From the Guidelines
Internal jugular vein infections associated with central lines require prompt removal of the infected catheter and appropriate antibiotic therapy, as the risk of catheter-related bloodstream infections (CRBSIs) is high, with a daily infection rate about 20 times higher than with peripheral catheters 1.
Key Considerations
- The infected central line should be removed as soon as possible and a new line placed at a different site if continued vascular access is needed.
- Empiric antibiotic therapy should be started immediately with vancomycin (15-20 mg/kg IV every 8-12 hours) plus an antipseudomonal agent such as cefepime (2g IV every 8 hours) or piperacillin-tazobactam (4.5g IV every 6 hours) 1.
- Blood cultures should be obtained before starting antibiotics.
- The duration of antibiotic therapy typically ranges from 7-14 days, depending on the causative organism and clinical response.

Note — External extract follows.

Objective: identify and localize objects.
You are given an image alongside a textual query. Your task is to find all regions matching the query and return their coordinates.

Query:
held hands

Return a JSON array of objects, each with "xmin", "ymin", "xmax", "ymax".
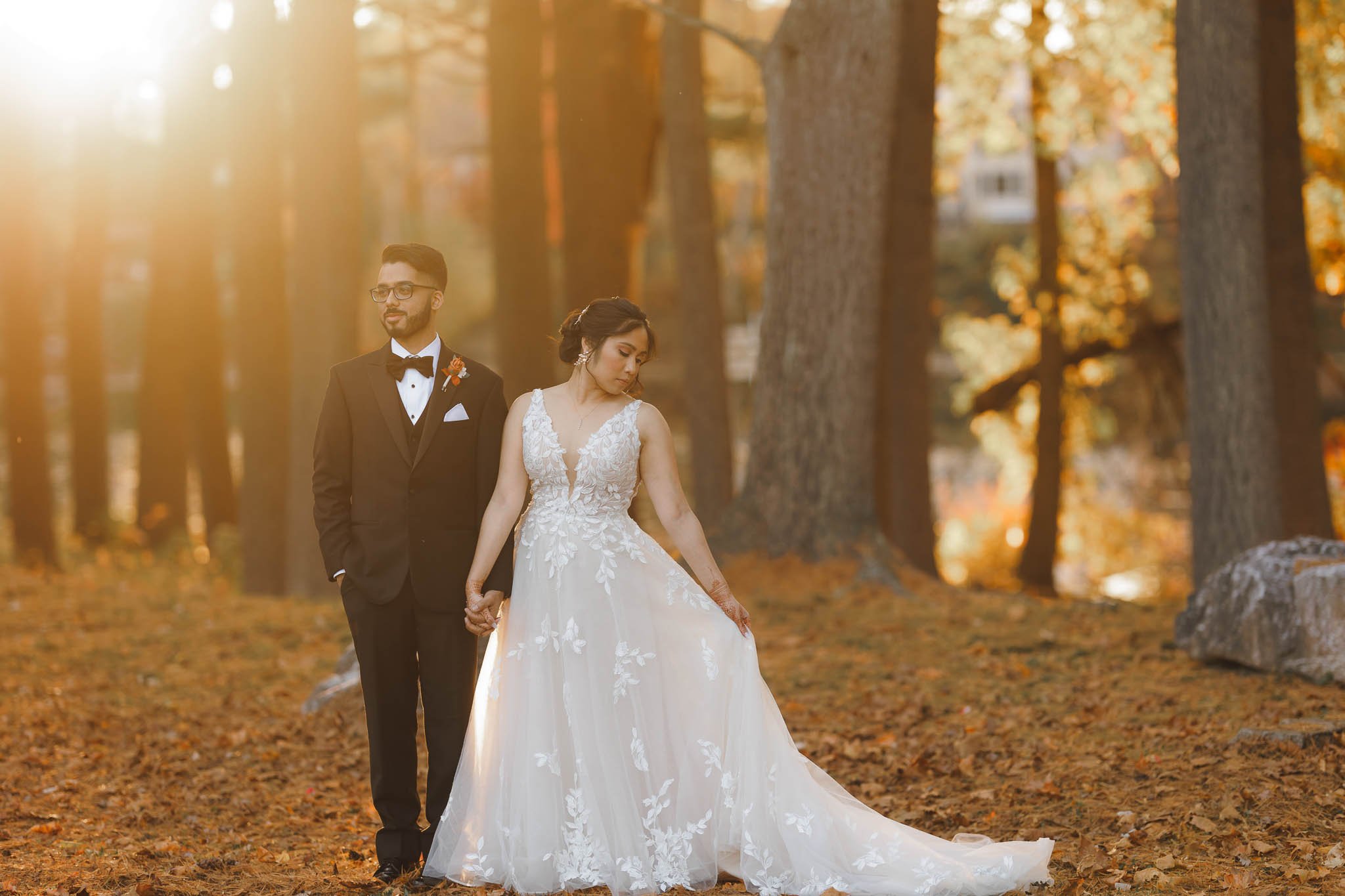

- For uncomplicated infections, 7 days may be sufficient, while complicated infections with persistent bacteremia or metastatic foci require 14 days or longer.
Prevention Strategies
- Strict adherence to aseptic technique during insertion
- Chlorhexidine skin preparation
- Regular assessment of line necessity with prompt removal when no longer needed
- Use of antimicrobial coated catheters, such as rifampicin-based impregnated catheters, which have been shown to reduce the risk of CRBSIs 1
- Use of tunneled and implanted catheters, which have been associated with a lower risk of infection compared to non-tunneled catheters 1
Important Notes
- The most common pathogens responsible for CRBSIs are Staphylococcus species (particularly S. aureus and coagulase-negative staphylococci), followed by gram-negative bacilli and Candida species 1.
- Patients should be monitored for signs of septic thrombophlebitis, endocarditis, or other complications.
- The use of ultrasound-guided venepuncture and maximal barrier precautions during insertion can also help reduce the risk of CRBSIs 1.
From the Research
Internal Jugular Vein Infection and Central Line
- Internal jugular vein thrombosis (IJVthr) is a potentially life-threatening disease that can be caused by various factors, including central vein catheterization 2.
- The risk of infection is higher with jugular vein catheterization compared to subclavian vein catheterization, with infection rates of 6.1 per 1000 catheter-days in jugular vein catheterization and 3.8 per 1000 catheter-days in subclavian vein catheterization 3.
- The most common microorganisms associated with catheter-related bloodstream infection (CR-BSI) are coagulase-negative staphylococci (CoNS) and Staphylococcus aureus, which can colonize the skin at the insertion site and contaminate the catheter tip 4.
- Lemierre syndrome is a rare and potentially fatal entity characterized by septic emboli from thrombosis of the internal jugular vein, often caused by Staphylococcus aureus or other bacteria 5, 6.
- Symptoms of internal jugular vein thrombosis include neck pain, headache, swelling, erythema, and the palpable cord sign beneath the sternocleidomastoid muscle, frequently associated with fever 2.
- Diagnosis of internal jugular vein thrombosis can be made using ultrasound of the neck, which is a quick, economic, and noninvasive tool 2.
- Treatment of internal jugular vein thrombosis typically involves anticoagulation therapy and antimicrobial treatment, and may require surgical intervention in some cases 5, 6.